Although other JAK inhibitors are approved around the world, physicians may be limited to just tofacitinib and upadacitinib, at least in the short term, due to the current safety concerns. However, their place in the treatment armamentarium is solid and likely to improve, according to Wells.

“I think that the insurance companies, particularly Medicare, are going to find that if you have a pill that works the same or even better, it’s going to be a lot cheaper than an infusion medication. Right now, you have to try NSAIDs and a TNF inhibitor before a JAK inhibitor, but I think we’re going to see them moving up earlier on the treatment scale,” Wells said.

Importantly, amid the controversy, physicians should remember that these therapies work very well, according to Wells.

“JAK inhibitors have been my go-to medications for treating across the spectrum of autoimmune diseases, whether that’s autoimmune hair loss, autoimmune arthritis or autoimmune skin disease. These JAK inhibitors impact all of those, they work quickly and the side effect profile is acceptable and is no different than what we’ve seen with other drugs.”

References

FDA. FDA approves boxed warning about increased risk of blood clots and death with higher dose of arthritis and ulcerative colitis medicine tofacitinib (Xeljanz, Xeljanz XR). https://www.fda.gov/drugs/drug-safety-and-availability/fda-approves-boxed-warning-about-increased-risk-blood-clots-and-death-higher-dose-arthritis-and. Published July 26, 2019. Accessed April 1, 2022.
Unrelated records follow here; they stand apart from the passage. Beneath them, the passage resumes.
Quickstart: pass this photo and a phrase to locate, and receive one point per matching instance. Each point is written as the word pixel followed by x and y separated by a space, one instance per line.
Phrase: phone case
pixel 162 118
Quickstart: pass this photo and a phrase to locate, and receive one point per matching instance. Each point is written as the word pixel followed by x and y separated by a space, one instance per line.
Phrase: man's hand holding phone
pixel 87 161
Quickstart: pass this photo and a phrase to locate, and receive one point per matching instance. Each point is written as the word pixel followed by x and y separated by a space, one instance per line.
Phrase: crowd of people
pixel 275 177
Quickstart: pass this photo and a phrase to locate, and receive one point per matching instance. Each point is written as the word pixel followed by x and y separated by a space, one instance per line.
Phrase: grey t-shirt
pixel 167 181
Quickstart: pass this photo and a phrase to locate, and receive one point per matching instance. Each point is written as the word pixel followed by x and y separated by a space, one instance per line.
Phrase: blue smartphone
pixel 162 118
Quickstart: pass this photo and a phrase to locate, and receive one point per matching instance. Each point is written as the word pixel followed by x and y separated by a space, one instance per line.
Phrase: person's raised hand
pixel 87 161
Colbert RA, et al. N Engl J Med. 2017;doi:10.1056/NEJMe1709907.

Gladman D, et al. N Engl J Med. 2017;doi:10.1056/NEJMoa1615977.
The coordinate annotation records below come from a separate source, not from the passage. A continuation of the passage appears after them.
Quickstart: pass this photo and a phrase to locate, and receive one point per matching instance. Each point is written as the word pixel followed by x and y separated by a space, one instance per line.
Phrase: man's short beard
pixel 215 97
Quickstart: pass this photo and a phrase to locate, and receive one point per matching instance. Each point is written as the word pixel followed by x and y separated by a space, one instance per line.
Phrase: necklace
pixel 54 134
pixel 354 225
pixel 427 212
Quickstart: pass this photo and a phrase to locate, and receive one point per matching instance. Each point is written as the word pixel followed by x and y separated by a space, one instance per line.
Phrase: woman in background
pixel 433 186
Mease P, et al. N Engl J Med. 2017;doi:10.1056/NEJMoa1615975.

Mease PJ. Upadacitinib in patients with psoriatic arthritis refractory to biologic disease-modifying antirheumatic drugs: 56-week data from the phase 3 SELECT-PsA 2 study. Presented at: EULAR 2021 Virtual Congress; June 2-5, 2021 (virtual meeting).

Ytterberg SR, et al. N Engl J Med. 2022;doi: 10.1056/NEJMoa2109927.